AGAIN standalone is for users who want to run it locally in a command-line environment
(also in GitHub).
Current Version: 1
Programs:
AGAIN_VCF.py
AGAIN_VCF_batch.py
Dependency:
The code is written in
python3,
and requires
bedtools installed.
Reference Datasets:
Download them and put them in the same folder with the
AGAIN programs.
Data_AGAIN_coding_map_GRCh37.txt
Data_AGAIN_detection_GRCh37_all.bed
Data_AGAIN_detection_GRCh37_canonical.bed
Data_AGAIN_coding_map_GRCh38.txt
Data_AGAIN_detection_GRCh38_all.bed
Data_AGAIN_detection_GRCh38_canonical.bed
File Format:
Input: Variants in VCF format, with 5 mandatory and tab-delimited fields (CHROM, POS, ID, REF, ALT).

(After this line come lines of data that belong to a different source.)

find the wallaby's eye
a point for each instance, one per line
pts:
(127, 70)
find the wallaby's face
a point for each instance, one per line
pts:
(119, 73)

Output: AGAIN-detected variants will be output with the following annotations.
SAMPLE (only for AGAIN_VCF_batch.py)
CHROM, POS, ID, REF, ALT (exactly the same as input)
STRAND
VAR_TYPE (snv, x nt-del, x nt-ins)
GENE
TRANSCRIPT_IVS (e.g., ENST123456789_IVS10)
CANONICAL (canonical transcript_IVS)
AGAIN_ZONE (ZONE1/ZONE2, ZONE1 is from 1st BP to ACC, ZONE2 is from 2nd BP to 1st BP)
AGAIN_YAG (YES/NO, if the AG-gain variant also fits YAG)
AGAIN_BP_DIST (the distance from the created AG to BP)
AGAIN_ACC_DIST (the distance from the created AG to ACC)
AGAIN_HIGHRISK (YES/NO, if the AG-gain variant falls inside high-risk [BP+8, ACC-4] region)
AGAIN_SCORE (score of the AG-gain variant (suggested cutoff >= 3, max = 5))
PROT_SEQ_WT (wild-type protein sequence)
PROT_SEQ_NEW_ACC (consequent protein sequence if new acceptor site is created)
HGVS_NEW_ACC (protein-level HGVS annotation if new acceptor site is created)
PROT_SEQ_EXON_SKIP (consequent protein sequence if exon skipping occurs)
HGVS_EXON_SKIP (protein-level HGVS annotation if exon skipping occurs)
Command:
python AGAIN_VCF.py -i variants.vcf
python AGAIN_VCF.py -g GRCh37 -t all -i variants.vcf
arguments:
-h, --help show help message
-g, --genome human genome assembly {GRCh37, GRCh38}, default: GRCh37
-t, --transcript all/canonical transcript? {all, canonical}, default: all
-i, --input input variants in VCF format file
python AGAIN_VCF_batch.py -d directory -s samplelist.txt -o output.txt
python AGAIN_VCF_batch.py -g GRCh37 -t all -d directory -s samplelist.txt -o output.txt
arguments:
-h, --help show help message
-g, --genome human genome assembly {GRCh37, GRCh38}, default: GRCh37
-t, --transcript all/canonical transcript? {all, canonical}, default: all
-d, --dir directory of VCF files
-s, --sample sample list (without .vcf extension) in the above directory
-o, --output output filename
AGAIN Scoring Scheme:
We recommend to focus on the AG-gain variants with AGAIN_HIGHRISK = 'YES', and then prioritize by AGAIN_SCORE.